Die Opferrolle ist sehr lukrativ, weil sie ja eine klare Definition mit sich bringt: Ich trage keine Verantwortung. Jammern und "Die da oben" kritisieren soll letztendlich davon ablenken, dass wir in manchen Situationen etwas tun müssen, was uns individuell einschränkt, der Gemeinschaft aber Vorteile bringt. Das Opfer- Gefühl wird in unserer modernen Medienkultur ausgebeutet und verstärkt. Bad News sind Good News, weil sie die Leute beim Klicken und am Bildschirm halten. Dadurch tendieren wir in Richtung einer Hysterisierung, in der alle aufeinander einschreien und nichts mehr bewältigt wird. Krisen können aber auch zu Entscheidungen führen, zum Beispiel, mit dem Jammern aufzuhören. Erwachsen zu werden. Wir können in dieser Hinsicht viel von den Ukrainern lernen.
Über kaum ein Thema wird mit so vielen Klischees, Missverständnissen und Ängsten kontrovers diskutiert wie das mit Künstlicher Intelligenz. Menschenähnliche Roboter in Alten- oder Pflegeheimen, dozierende Roboter in Uni-Hörsälen verunsichern viele Menschen und schüren deren Ängste. Aber macht es nicht geradezu Sinn darüber nachzudenken, digitale Expertensysteme zu nutzen, um unsere menschlichen Fähigkeiten sinnvoller zu nutzen?
Die meisten dieser Debatten laufen auf eine blauäugige Verherrlichung von Technologie hinaus, die in die Irre führt. Die Digitalisierung ist eine Art Mythos, ein Kult geworden, der regelrecht religiöse Züge trägt.

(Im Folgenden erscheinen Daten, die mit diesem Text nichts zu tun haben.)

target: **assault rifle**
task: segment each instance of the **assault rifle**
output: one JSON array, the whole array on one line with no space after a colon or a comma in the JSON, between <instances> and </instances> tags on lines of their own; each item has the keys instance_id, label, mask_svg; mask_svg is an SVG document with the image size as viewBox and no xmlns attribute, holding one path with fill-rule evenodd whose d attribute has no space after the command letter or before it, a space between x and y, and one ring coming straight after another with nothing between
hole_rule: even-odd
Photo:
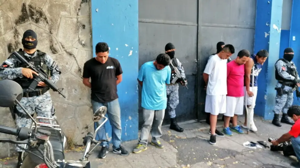
<instances>
[{"instance_id":1,"label":"assault rifle","mask_svg":"<svg viewBox=\"0 0 300 168\"><path fill-rule=\"evenodd\" d=\"M296 71L296 78L298 78L298 72L297 71ZM297 97L297 100L298 100L300 97L300 92L299 91L299 87L298 87L297 84L295 85L295 87L292 90L292 93L294 93L294 91L296 90L296 96Z\"/></svg>"},{"instance_id":2,"label":"assault rifle","mask_svg":"<svg viewBox=\"0 0 300 168\"><path fill-rule=\"evenodd\" d=\"M180 80L180 81L182 82L184 86L185 87L187 88L187 89L188 89L188 87L187 86L187 82L185 81L185 80L181 76L181 74L180 73L180 72L179 71L179 70L177 68L177 67L175 67L173 65L173 64L172 63L172 62L170 62L171 65L174 68L174 71L175 76L174 77L174 78L173 78L173 80L171 81L171 83L174 84L176 83L176 81L177 81L178 79Z\"/></svg>"},{"instance_id":3,"label":"assault rifle","mask_svg":"<svg viewBox=\"0 0 300 168\"><path fill-rule=\"evenodd\" d=\"M37 75L35 74L32 74L34 76L34 80L31 83L29 87L29 88L30 89L34 90L36 87L37 86L38 86L38 83L42 81L44 82L53 91L57 92L59 94L61 94L64 97L66 98L66 96L61 93L64 88L58 88L50 79L48 79L48 74L45 72L41 66L38 65L35 67L33 65L31 64L26 61L23 57L21 56L16 51L13 52L12 54L17 58L18 60L25 64L27 66L28 68L30 69L38 74L38 75Z\"/></svg>"}]
</instances>

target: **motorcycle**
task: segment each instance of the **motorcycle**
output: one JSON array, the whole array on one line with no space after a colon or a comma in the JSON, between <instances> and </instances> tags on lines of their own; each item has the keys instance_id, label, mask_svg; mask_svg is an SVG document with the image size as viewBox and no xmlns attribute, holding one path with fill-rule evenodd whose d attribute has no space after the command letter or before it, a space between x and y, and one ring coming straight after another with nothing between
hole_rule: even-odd
<instances>
[{"instance_id":1,"label":"motorcycle","mask_svg":"<svg viewBox=\"0 0 300 168\"><path fill-rule=\"evenodd\" d=\"M32 121L31 127L16 128L0 125L0 133L13 135L17 140L0 139L0 142L8 142L17 145L23 150L20 161L21 168L91 168L89 157L101 142L95 137L99 129L107 121L105 116L107 109L99 108L94 113L93 120L104 121L93 133L88 132L83 138L85 146L83 156L78 160L65 159L64 151L66 138L57 121L52 118L37 117L34 119L20 103L23 97L23 90L15 82L10 80L0 81L0 107L8 107L18 105ZM24 147L18 145L25 144ZM95 146L90 150L92 144Z\"/></svg>"},{"instance_id":2,"label":"motorcycle","mask_svg":"<svg viewBox=\"0 0 300 168\"><path fill-rule=\"evenodd\" d=\"M277 140L273 137L270 137L268 139L268 141L271 142L274 140ZM293 146L292 145L291 142L286 141L281 143L278 146L275 146L271 145L270 146L270 149L271 151L282 151L283 153L283 156L289 157L290 156L296 156L296 154L294 150Z\"/></svg>"}]
</instances>

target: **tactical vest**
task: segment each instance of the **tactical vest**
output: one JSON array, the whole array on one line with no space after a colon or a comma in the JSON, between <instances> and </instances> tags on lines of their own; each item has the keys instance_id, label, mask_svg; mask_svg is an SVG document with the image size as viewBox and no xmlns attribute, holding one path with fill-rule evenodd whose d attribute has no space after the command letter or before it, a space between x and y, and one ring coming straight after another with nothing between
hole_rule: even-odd
<instances>
[{"instance_id":1,"label":"tactical vest","mask_svg":"<svg viewBox=\"0 0 300 168\"><path fill-rule=\"evenodd\" d=\"M173 65L174 65L174 67L177 67L177 69L178 68L178 63L177 62L177 59L176 59L176 58L175 57L174 57L174 58L172 59L172 64L173 64ZM171 82L171 81L172 81L172 80L173 80L173 78L174 78L174 77L175 76L175 69L174 69L173 67L171 65L170 65L170 67L171 68L171 78L170 78L170 82ZM178 69L178 70L179 71L179 70ZM179 72L180 71L179 71ZM180 79L178 79L178 80L176 81L176 83L177 83L180 82Z\"/></svg>"},{"instance_id":2,"label":"tactical vest","mask_svg":"<svg viewBox=\"0 0 300 168\"><path fill-rule=\"evenodd\" d=\"M45 60L46 53L38 50L37 50L37 53L36 56L32 59L24 55L24 52L22 51L21 49L20 49L18 52L19 54L22 56L29 63L35 66L38 65L41 66L45 72L48 74L48 78L50 78L51 76L51 71L46 64L46 61ZM16 64L16 66L17 67L27 68L27 66L25 64L20 62L17 61L16 61L15 63ZM17 78L13 81L19 84L24 89L28 88L31 83L34 81L34 78L31 79L23 77L22 78ZM47 86L45 87L38 86L37 86L36 88L37 90L42 90L44 89L49 89L49 88Z\"/></svg>"},{"instance_id":3,"label":"tactical vest","mask_svg":"<svg viewBox=\"0 0 300 168\"><path fill-rule=\"evenodd\" d=\"M279 60L281 60L285 63L285 64L286 65L286 72L289 74L292 75L297 78L297 70L296 68L296 66L295 66L295 64L294 63L291 63L291 62L289 62L285 59L283 58L281 58L275 62L275 64L276 64L277 62ZM277 70L277 69L276 68L276 67L275 67L275 78L276 80L282 81L284 82L291 81L291 80L286 79L280 76L278 74L278 71Z\"/></svg>"}]
</instances>

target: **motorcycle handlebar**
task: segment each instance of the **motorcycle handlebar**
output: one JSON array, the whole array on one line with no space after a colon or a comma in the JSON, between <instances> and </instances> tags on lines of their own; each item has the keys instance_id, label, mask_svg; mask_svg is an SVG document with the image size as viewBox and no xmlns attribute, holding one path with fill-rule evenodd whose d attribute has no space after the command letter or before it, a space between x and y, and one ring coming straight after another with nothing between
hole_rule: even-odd
<instances>
[{"instance_id":1,"label":"motorcycle handlebar","mask_svg":"<svg viewBox=\"0 0 300 168\"><path fill-rule=\"evenodd\" d=\"M21 141L29 138L32 130L26 127L14 128L0 125L0 133L17 136Z\"/></svg>"},{"instance_id":2,"label":"motorcycle handlebar","mask_svg":"<svg viewBox=\"0 0 300 168\"><path fill-rule=\"evenodd\" d=\"M0 125L0 132L1 133L4 133L6 134L16 136L18 135L19 130L20 129L18 128L15 128Z\"/></svg>"},{"instance_id":3,"label":"motorcycle handlebar","mask_svg":"<svg viewBox=\"0 0 300 168\"><path fill-rule=\"evenodd\" d=\"M6 142L16 144L27 144L28 143L27 141L15 141L9 139L0 139L0 143L5 143Z\"/></svg>"}]
</instances>

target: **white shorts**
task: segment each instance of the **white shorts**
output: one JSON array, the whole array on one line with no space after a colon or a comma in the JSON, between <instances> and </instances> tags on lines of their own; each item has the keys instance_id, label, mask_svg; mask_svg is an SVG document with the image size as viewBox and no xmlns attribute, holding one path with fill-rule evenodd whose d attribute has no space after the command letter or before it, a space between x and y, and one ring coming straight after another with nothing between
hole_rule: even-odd
<instances>
[{"instance_id":1,"label":"white shorts","mask_svg":"<svg viewBox=\"0 0 300 168\"><path fill-rule=\"evenodd\" d=\"M205 110L216 116L226 113L226 95L207 94Z\"/></svg>"},{"instance_id":2,"label":"white shorts","mask_svg":"<svg viewBox=\"0 0 300 168\"><path fill-rule=\"evenodd\" d=\"M247 105L252 105L252 108L254 108L255 106L255 102L256 101L256 97L257 96L257 87L254 86L253 87L253 91L252 87L250 87L250 91L253 93L253 96L249 97L248 94L247 93L247 91L246 90L246 87L244 87L244 105L246 105L246 102L247 102ZM247 100L246 100L246 96L247 95ZM253 100L253 102L252 100Z\"/></svg>"},{"instance_id":3,"label":"white shorts","mask_svg":"<svg viewBox=\"0 0 300 168\"><path fill-rule=\"evenodd\" d=\"M234 115L242 115L244 108L244 97L226 97L226 113L224 116L233 117Z\"/></svg>"}]
</instances>

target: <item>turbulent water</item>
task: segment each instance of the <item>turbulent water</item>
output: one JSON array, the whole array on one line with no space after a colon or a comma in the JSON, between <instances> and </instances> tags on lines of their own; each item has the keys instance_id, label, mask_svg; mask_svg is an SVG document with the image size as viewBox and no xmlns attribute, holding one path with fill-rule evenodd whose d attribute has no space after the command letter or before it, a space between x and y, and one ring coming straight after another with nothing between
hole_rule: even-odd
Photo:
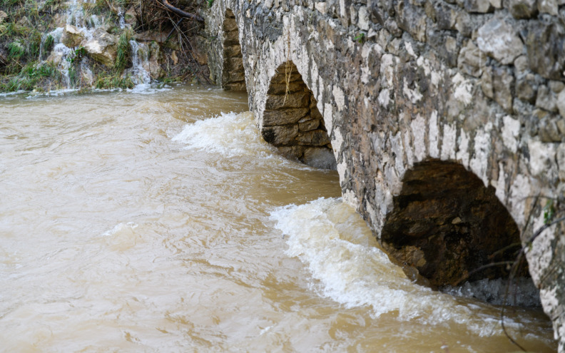
<instances>
[{"instance_id":1,"label":"turbulent water","mask_svg":"<svg viewBox=\"0 0 565 353\"><path fill-rule=\"evenodd\" d=\"M337 173L280 157L247 109L190 87L0 97L0 351L519 350L502 307L407 280ZM556 349L541 311L504 317Z\"/></svg>"}]
</instances>

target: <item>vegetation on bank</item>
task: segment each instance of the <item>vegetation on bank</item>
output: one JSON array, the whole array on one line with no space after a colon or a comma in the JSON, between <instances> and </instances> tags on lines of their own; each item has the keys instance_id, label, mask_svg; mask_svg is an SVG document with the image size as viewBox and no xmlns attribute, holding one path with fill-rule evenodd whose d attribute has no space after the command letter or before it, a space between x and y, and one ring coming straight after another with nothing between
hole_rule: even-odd
<instances>
[{"instance_id":1,"label":"vegetation on bank","mask_svg":"<svg viewBox=\"0 0 565 353\"><path fill-rule=\"evenodd\" d=\"M202 24L183 19L161 1L96 0L73 12L66 0L0 0L0 92L132 88L132 40L150 48L146 54L152 60L152 81L205 81L207 68L195 59L190 43ZM207 0L165 3L191 13L208 6ZM62 54L54 54L59 39L51 34L68 23L101 28L115 36L113 65L89 56L83 42L71 48L62 61Z\"/></svg>"}]
</instances>

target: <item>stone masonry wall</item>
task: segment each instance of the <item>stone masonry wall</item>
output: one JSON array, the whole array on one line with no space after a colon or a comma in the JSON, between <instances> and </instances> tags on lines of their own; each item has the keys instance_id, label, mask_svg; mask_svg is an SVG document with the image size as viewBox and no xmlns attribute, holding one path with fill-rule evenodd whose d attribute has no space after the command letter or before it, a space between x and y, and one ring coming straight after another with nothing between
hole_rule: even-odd
<instances>
[{"instance_id":1,"label":"stone masonry wall","mask_svg":"<svg viewBox=\"0 0 565 353\"><path fill-rule=\"evenodd\" d=\"M427 161L494 189L523 244L550 200L563 208L565 1L215 0L203 14L211 67L227 9L260 128L271 79L291 60L323 116L343 199L380 240L404 175ZM563 224L526 257L564 352Z\"/></svg>"}]
</instances>

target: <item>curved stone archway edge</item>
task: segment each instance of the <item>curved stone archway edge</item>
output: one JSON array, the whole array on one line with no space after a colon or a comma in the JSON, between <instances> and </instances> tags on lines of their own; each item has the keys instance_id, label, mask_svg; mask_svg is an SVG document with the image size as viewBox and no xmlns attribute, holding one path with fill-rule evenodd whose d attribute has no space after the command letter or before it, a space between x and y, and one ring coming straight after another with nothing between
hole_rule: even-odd
<instances>
[{"instance_id":1,"label":"curved stone archway edge","mask_svg":"<svg viewBox=\"0 0 565 353\"><path fill-rule=\"evenodd\" d=\"M225 59L213 39L230 9L261 128L277 68L296 65L323 116L343 199L377 238L407 172L438 160L493 188L526 244L549 200L565 202L565 9L451 2L215 0L203 14L210 68ZM526 253L560 352L564 232L553 225Z\"/></svg>"}]
</instances>

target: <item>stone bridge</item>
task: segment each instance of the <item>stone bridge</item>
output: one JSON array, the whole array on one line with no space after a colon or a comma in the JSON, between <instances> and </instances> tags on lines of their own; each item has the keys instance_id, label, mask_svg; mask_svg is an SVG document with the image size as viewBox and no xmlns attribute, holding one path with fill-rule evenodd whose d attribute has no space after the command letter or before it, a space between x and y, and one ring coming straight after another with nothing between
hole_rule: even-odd
<instances>
[{"instance_id":1,"label":"stone bridge","mask_svg":"<svg viewBox=\"0 0 565 353\"><path fill-rule=\"evenodd\" d=\"M211 76L247 90L265 140L337 169L344 201L432 286L524 246L565 350L565 226L545 225L565 209L565 1L215 0L203 15Z\"/></svg>"}]
</instances>

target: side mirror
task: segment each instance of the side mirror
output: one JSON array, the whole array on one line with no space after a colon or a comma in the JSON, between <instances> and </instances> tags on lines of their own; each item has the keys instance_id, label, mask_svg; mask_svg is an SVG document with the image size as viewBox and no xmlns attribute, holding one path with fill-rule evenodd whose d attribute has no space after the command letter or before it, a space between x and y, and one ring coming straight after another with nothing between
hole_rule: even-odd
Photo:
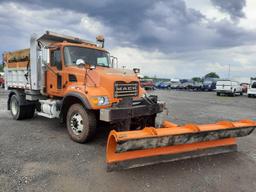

Er ist voller Wunder-Geschichten, die sich dann doch nicht realisieren, beziehungsweise zu ganz anderen Ergebnissen führen als erwartet. Wenn wir Pflegeroboter in die Altenheime schicken, werden die Alten sterben. Wenn wir das Lernen maschinisieren, werden die Menschen dumm, denn Lernen hat immer etwas mit Begegnung und Zuneigung zu tun. Zur Intelligenz gehört ja auch das Emotionale. KI-Systeme können zur Übernahme von rechenhaften Routinen sinnvoll sein, etwa erneuerbare Energiequellen steuern oder große Datenmengen sortieren. Aber die Frage, was sie BEWIRKEN und wo sie wirklich eingesetzt werden sollen, brauchen wir eine humanistische Ethik.